I know, I know, I've been somewhat lacking when it comes to writing blog posts of late. I've been telling myself it's because I've been too busy. If I haven't been working on stuff for my teacher training course, I've been prepping for teaching sessions. If I'm not doing that, I'm writing Friday flashes, putting in some words on To Kill A Dead Man, planning the next book I'm going to write, or working on my PhD's literature review. Or, if I'm honest, I'm killing things in Azeroth on Warcraft.
It's all perfectly reasonable. I've got a lot on. But it's more than that. It seems that I get plenty of ideas for posts, and they're all entered into an 'Ideas' note I have in the Blog notebook in my Evernote app. And that's about as far as they go. Anyone who follows me on Twitter (@icypop) knows I waffle on about blog posts I think I'll write, or that I want to write...but then they never materialise. I think I have isolated the problem.
My creative drive appears to have shrunk to the size of a walnut.

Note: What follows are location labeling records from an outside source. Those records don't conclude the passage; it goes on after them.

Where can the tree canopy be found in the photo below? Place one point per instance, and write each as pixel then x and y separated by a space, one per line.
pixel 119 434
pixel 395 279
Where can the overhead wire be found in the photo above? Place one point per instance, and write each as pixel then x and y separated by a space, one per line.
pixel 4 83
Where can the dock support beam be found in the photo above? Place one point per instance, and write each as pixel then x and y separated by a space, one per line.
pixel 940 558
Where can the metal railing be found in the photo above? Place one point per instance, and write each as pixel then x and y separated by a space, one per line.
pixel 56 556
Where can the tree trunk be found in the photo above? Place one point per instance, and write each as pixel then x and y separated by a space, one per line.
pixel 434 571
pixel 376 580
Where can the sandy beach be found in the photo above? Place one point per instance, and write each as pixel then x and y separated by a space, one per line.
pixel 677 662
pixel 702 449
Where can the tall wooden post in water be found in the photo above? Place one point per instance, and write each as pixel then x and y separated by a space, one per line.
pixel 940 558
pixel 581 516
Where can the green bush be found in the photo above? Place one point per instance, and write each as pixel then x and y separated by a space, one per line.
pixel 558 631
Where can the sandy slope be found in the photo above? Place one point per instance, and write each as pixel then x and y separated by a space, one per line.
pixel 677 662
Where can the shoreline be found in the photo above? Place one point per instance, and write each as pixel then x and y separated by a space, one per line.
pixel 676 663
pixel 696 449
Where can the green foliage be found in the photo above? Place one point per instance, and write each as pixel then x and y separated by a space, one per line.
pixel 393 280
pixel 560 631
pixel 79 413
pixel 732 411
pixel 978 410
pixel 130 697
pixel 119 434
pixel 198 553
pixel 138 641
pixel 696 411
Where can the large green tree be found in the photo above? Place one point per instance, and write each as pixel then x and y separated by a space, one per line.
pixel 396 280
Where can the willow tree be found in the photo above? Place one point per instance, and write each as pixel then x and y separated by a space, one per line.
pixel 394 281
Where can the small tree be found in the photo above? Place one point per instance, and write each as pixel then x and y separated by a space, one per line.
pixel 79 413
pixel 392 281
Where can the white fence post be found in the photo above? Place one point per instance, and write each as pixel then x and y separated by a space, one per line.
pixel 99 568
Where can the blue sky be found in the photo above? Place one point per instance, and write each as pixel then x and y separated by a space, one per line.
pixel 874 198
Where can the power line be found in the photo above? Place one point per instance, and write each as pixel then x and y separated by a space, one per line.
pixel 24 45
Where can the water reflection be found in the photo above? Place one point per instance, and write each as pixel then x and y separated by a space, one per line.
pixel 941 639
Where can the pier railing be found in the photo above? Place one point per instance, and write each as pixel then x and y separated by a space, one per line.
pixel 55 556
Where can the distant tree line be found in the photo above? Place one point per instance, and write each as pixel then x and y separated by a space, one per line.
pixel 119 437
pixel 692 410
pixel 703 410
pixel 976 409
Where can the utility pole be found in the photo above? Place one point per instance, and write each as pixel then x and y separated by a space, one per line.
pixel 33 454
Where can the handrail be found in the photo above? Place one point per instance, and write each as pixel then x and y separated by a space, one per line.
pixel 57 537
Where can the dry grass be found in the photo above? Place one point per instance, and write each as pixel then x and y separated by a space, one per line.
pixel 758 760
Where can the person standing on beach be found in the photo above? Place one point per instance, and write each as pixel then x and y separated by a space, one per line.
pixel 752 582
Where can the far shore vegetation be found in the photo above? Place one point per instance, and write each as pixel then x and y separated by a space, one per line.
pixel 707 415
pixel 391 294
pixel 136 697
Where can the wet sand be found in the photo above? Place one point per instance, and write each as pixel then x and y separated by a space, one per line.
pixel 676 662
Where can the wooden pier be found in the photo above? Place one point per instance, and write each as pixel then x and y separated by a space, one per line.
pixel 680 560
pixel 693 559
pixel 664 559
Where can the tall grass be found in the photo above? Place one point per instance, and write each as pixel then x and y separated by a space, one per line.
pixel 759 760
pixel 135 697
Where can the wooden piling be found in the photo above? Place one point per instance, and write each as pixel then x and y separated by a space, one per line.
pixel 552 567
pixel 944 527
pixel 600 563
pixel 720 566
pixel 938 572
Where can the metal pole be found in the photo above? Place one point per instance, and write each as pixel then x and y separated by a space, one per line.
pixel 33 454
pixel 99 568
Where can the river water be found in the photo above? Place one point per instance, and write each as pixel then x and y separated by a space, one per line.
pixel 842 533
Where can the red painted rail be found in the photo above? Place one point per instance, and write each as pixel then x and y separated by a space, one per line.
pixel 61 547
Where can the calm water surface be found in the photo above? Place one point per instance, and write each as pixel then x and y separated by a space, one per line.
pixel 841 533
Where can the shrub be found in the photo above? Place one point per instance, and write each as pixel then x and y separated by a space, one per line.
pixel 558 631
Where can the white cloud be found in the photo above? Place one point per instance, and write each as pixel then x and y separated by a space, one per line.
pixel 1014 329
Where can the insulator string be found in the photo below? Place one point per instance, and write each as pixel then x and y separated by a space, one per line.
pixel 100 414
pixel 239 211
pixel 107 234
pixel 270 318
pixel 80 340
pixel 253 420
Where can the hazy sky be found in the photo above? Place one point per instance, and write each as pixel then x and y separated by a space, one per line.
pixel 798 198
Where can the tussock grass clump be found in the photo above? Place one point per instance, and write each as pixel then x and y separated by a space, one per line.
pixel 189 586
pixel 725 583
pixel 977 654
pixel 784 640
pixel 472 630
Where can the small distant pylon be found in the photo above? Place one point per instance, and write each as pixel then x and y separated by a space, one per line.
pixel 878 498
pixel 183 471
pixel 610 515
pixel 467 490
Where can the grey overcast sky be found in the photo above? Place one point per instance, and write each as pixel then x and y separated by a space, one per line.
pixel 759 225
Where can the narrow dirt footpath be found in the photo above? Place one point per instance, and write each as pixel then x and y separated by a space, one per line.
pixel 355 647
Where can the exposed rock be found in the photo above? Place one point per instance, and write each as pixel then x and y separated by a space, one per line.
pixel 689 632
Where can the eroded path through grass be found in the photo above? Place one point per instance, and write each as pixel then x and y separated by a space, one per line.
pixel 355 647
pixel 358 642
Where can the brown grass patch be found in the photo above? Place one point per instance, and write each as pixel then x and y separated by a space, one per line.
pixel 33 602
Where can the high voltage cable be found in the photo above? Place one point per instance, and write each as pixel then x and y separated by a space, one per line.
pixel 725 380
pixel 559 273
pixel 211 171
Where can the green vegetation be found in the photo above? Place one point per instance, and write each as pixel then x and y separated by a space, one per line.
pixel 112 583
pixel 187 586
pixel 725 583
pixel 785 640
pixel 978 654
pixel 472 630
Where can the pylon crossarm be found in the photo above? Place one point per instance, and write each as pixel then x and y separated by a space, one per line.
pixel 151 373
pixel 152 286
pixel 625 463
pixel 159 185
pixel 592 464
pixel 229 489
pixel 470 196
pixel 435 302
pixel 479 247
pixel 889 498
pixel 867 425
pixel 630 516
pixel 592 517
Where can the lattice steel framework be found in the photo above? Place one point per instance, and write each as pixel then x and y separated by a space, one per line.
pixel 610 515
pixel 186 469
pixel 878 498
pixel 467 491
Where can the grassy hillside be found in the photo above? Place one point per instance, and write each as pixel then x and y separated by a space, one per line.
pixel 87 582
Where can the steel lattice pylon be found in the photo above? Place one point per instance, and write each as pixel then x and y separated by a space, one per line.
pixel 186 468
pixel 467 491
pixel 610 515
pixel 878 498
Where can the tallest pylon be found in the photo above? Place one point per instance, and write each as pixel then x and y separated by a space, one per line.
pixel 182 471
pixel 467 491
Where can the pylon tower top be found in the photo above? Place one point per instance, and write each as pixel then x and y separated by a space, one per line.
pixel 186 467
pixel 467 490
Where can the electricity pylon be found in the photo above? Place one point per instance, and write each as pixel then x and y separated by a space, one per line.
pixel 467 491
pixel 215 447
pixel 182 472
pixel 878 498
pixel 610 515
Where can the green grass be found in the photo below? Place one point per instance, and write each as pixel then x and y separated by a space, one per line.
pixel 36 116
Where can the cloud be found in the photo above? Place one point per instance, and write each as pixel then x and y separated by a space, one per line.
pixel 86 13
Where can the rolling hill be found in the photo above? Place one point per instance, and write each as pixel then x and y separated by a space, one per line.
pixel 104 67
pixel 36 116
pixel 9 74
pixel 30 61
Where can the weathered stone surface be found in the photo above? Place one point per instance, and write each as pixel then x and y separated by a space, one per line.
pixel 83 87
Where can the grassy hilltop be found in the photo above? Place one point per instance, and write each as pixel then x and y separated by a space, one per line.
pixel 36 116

Therefore writing down the idea seems to satisfy that drive, and I no longer have an urge to finish writing the damned thing. Simply recording the idea was enough. It's an absolute wonder that I've even bothered to write this one! I tell myself that it's saving myself from publishing a load of crap on here but...nah.
If I'm honest...it worries me. I see all of these blog posts and tweets about the work people are putting into their writing careers, and I feel like I'm just sitting on my hands watching the world pass me by. All the writers I know seem to be writing in every spare moment they have, while I'm finding excuses not to write.
So, I guess the question is...have I finally burned out?